2) Now assume that under a single stuck-at fault  $X(c_i)$  activates  $c_j$ , instead of, or in addition to  $c_i$ , and  $X(c_j)$  activates  $c_k$ , instead of, or in addition to  $c_j$ . Therefore, the inputs in  $I(c_j^i)$  and  $I(c_k^j)$  can be



FP-6573

**Figure A.2.** Schematic diagram of a decoder illustrating the notation used in the first part of the proof of Theorem A.1.

traced back to a line where the fault occurs.

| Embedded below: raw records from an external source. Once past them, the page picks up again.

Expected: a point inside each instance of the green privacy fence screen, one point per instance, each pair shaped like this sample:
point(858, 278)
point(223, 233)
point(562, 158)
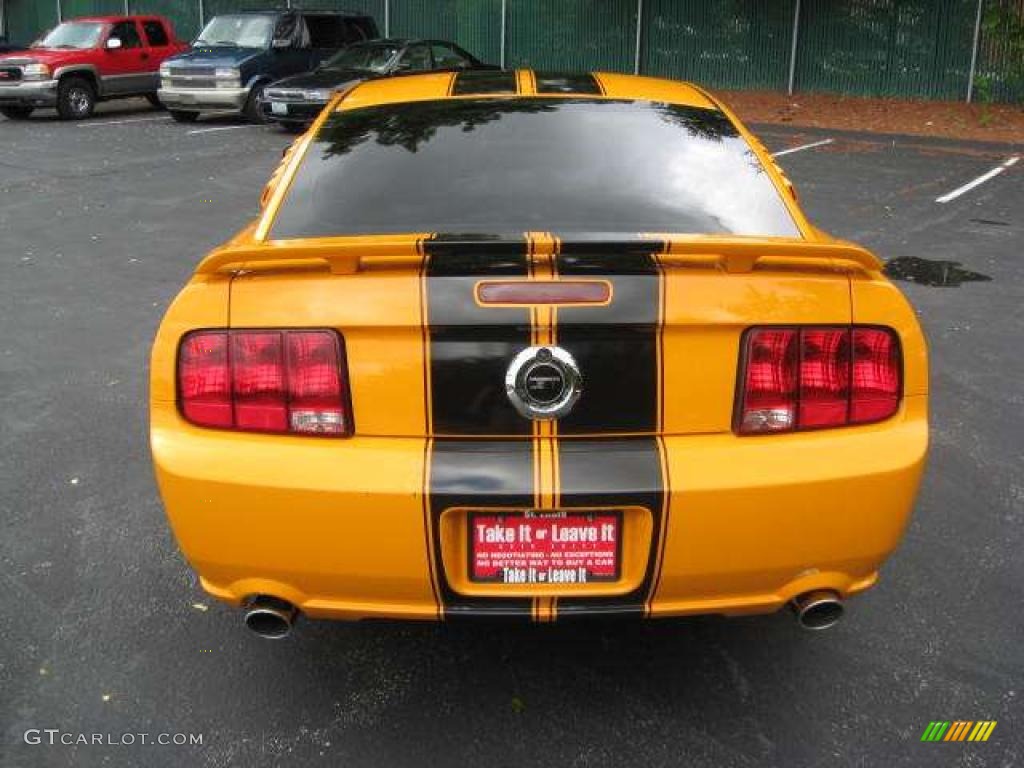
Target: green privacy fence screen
point(909, 48)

This line is denoted by  $f$  in Figure A.3. Since the decoder does not have any reconvergent fanout,  $|I(c_j^i)| = 1$  and  $|I(c_k^j)| = 1$ ; moreover, the primary inputs which can be traced back from the inputs in  $A(c_j^i)$  are different from those which can be traced back from line  $f$ . Similarly, the primary inputs which can be traced back from the inputs in  $A(c_k^j)$  are different from those which can be traced back from line  $f$ . Thus the logic value on line  $f$  can be controlled by changing the logic values only on those primary inputs which can be traced back from line  $f$ , without changing the logic values on inputs in  $A(c_j^i)$  and  $A(c_k^j)$ .

We now consider the following "thought experiment" when there is a fault on line  $f$  as shown in Figure A.3.

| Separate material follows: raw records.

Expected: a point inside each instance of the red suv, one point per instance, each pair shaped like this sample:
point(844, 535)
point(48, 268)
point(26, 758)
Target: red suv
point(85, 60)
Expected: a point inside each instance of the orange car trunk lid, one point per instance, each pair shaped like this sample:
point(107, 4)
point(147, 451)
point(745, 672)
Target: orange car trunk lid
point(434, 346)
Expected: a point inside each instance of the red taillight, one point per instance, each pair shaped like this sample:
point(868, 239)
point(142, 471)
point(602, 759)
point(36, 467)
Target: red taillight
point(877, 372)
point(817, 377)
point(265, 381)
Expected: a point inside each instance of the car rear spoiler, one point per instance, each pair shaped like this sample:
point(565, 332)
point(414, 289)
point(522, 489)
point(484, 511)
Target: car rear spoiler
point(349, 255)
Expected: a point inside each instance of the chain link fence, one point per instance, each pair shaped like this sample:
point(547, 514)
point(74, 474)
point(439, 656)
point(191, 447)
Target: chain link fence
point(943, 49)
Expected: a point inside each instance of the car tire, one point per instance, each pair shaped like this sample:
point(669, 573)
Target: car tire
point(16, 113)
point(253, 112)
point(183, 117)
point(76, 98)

1. Apply  $X(c_i)$ . This will also activate the inputs in  $A(c_j^i)$ . Due to the fault on line  $f$ , the input in  $I(c_j^i)$  also becomes active, consequently activating  $c_j$ . At this time some input(s) in  $A(c_k^j)$  must be inactive because  $c_k$  is not active.

2. Change the logic value on those primary inputs which can be traced back from line  $f$  in order to activate line  $f$  (for this  $X(c_j)$  needs to be applied), without changing the logic values in  $A(c_j^i)$  and  $A(c_k^j)$ , i.e., the inputs in  $A(c_j^i)$  are active and some input(s) in  $A(c_k^j)$  are inactive.

Thus we get in a situation where  $X(c_j)$  does not activate  $c_k$  even though fault on line  $f$  exists, contradicting our assumption.  $\square$

Corollary A.1: If a decoder is realized without any reconvergent fanout then under a single stuck-at fault if  $X(c_j)$  does not activate any output, or activates  $c_k$ , instead of, or in addition to  $c_j$ , no  $X(c_q)$  will activate  $c_j$ , instead of, or in addition to  $c_q$ , for  $c_q \neq c_j$ .



-6574b

Figure A.3. Schematic diagram of a decoder illustrating the notation used in the second part of the proof of Theorem A.1.

Proof: Follows directly from Theorem A.1. □

Constraints 4 and 5 given in Section 3.2 are consistent with  
Theorem A.1 and Corollary A.1.

## VITA

Satish Mukund Thatte was born in Poona, India on April 17, 1953. He received the B.E. (Hons.) degree in Electronics Engineering from the Birla Institute of Technology and Science, Pilani, India in 1975. At the Birla Institute of Technology and Science he received the Gold Medal for the best academic record in all branches of engineering in the graduating class of 1975. In 1977 he received the M.S. degree in Electrical Engineering from the University of Illinois at Urbana-Champaign. He was a graduate teaching assistant in the Department of Electrical Engineering from August 1975 to December 1975 and a graduate research assistant with the Fault-Tolerant Systems and Computer Architecture group at the Coordinated Science Laboratory from January 1976 to May 1979. He is listed in the 1979 Edition of Who's Who in Technology Today.